In turn, the state is unable to send the City of Niagara Falls its share, with the result that the city is owed $60 million.

“I wouldn’t expect that any action by this body that would be seen as a detriment to the Falls collecting its casino revenues would pass,” Updegrove said. “I think that’s something we’ll have to discuss.” The resolution, placed on the agenda by Legislator John Syracuse, R-Newfane, doesn’t mention Niagara Falls.

The Senecas claim that the casino compact with the state gives them exclusivity on gaming in this region, a claim Nolan denied, based on his reading of the 2001 state law that originally authorized casino negotiations with the Senecas.
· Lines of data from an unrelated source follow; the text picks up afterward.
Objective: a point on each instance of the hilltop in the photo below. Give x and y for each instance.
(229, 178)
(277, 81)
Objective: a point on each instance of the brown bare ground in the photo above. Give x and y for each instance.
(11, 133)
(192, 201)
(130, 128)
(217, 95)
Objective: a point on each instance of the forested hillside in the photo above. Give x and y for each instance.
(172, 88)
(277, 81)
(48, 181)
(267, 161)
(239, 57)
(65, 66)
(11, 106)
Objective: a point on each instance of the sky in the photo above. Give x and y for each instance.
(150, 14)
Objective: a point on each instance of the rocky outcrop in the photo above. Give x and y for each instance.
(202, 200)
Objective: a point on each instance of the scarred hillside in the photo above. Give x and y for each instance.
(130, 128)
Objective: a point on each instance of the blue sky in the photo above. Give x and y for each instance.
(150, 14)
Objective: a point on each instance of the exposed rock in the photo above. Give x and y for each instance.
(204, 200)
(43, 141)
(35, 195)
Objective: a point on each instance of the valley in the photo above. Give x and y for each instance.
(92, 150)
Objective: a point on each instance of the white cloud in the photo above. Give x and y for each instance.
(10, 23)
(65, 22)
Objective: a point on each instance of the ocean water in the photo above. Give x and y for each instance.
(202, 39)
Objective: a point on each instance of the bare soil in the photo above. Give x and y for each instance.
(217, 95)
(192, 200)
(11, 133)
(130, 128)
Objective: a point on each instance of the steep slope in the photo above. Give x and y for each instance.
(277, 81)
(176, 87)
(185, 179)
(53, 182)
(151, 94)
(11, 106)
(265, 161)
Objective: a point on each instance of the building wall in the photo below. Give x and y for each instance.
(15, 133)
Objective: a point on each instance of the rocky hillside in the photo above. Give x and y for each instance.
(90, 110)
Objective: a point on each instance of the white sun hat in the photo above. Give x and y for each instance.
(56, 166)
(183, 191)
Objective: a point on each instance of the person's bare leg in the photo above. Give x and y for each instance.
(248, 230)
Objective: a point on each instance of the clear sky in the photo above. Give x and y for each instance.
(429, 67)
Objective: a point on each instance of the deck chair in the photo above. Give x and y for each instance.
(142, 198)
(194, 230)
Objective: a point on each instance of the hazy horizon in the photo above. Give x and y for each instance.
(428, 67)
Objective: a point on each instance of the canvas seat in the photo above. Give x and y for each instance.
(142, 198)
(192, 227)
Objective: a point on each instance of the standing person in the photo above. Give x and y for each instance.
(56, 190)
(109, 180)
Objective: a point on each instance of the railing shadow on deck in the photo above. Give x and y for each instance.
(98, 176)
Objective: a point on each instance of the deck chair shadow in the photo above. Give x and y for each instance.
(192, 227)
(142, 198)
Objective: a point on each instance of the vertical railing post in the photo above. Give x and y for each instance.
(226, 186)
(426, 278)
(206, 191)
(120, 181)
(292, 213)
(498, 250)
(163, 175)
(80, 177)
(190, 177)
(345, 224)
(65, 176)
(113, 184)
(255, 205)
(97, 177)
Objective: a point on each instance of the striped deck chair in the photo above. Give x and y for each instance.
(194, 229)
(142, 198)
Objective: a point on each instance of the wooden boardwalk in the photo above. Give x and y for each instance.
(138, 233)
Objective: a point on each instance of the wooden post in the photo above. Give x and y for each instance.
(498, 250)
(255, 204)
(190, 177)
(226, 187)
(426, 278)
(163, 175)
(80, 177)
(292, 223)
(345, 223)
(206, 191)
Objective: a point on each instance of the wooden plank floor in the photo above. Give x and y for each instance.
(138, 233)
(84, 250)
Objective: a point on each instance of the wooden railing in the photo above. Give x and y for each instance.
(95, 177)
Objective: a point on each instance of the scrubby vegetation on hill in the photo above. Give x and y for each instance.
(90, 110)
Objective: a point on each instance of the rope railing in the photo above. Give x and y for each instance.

Nolan, who also serves as an Elma town councilman, said the amendment, which would be on the ballot next November if the State Legislature passes it during the 2013 session, envisions limiting legalized gaming to seven sites. He wants Batavia Downs to be one of them.

If Western New York gets a casino at some other site, “certainly that would be detrimental” to Western Regional OTB, Nolan said.

He said the 15 counties and two cities that own it have a major stake in a healthy OTB, including Niagara, whose share of OTB revenue is $240,000 a year.

Since 1974, revenues to Niagara County have totaled $18 million, and the county’s original $55,000 investment in OTB has been repaid 337 times over, Nolan said.

He said OTB has pretty much given up on luring people to its old horse betting parlors, and is closing the ones on Main Street and Pine Avenue in Niagara Falls.

OTB will open a facility in Cruisers, a Falls sports bar, where horse players will bet via video terminals akin to the lottery’s Quick Draw game and also launch an Internet betting site shortly.

“As a legislator in Niagara County, I would lobby for a casino in Niagara County,” said Minority Leader Dennis F. Virtuoso, D-Niagara Falls. “It does us no good to have a casino at Batavia Downs or Hamburg. That’s in Erie County. It would be crazy for us. We’d be stabbing ourselves in the back.”

Nolan said, “We’re not here asking for exclusivity.”

He said OTB is a better casino deal than the Senecas, who pay (when they are paying) 25 percent of their profits to the state. OTB pays 57 percent, Nolan said.

“We don’t have the big lobbying dollars of the Trumps and the Wynns, but we do have the 17 county governments,” he said.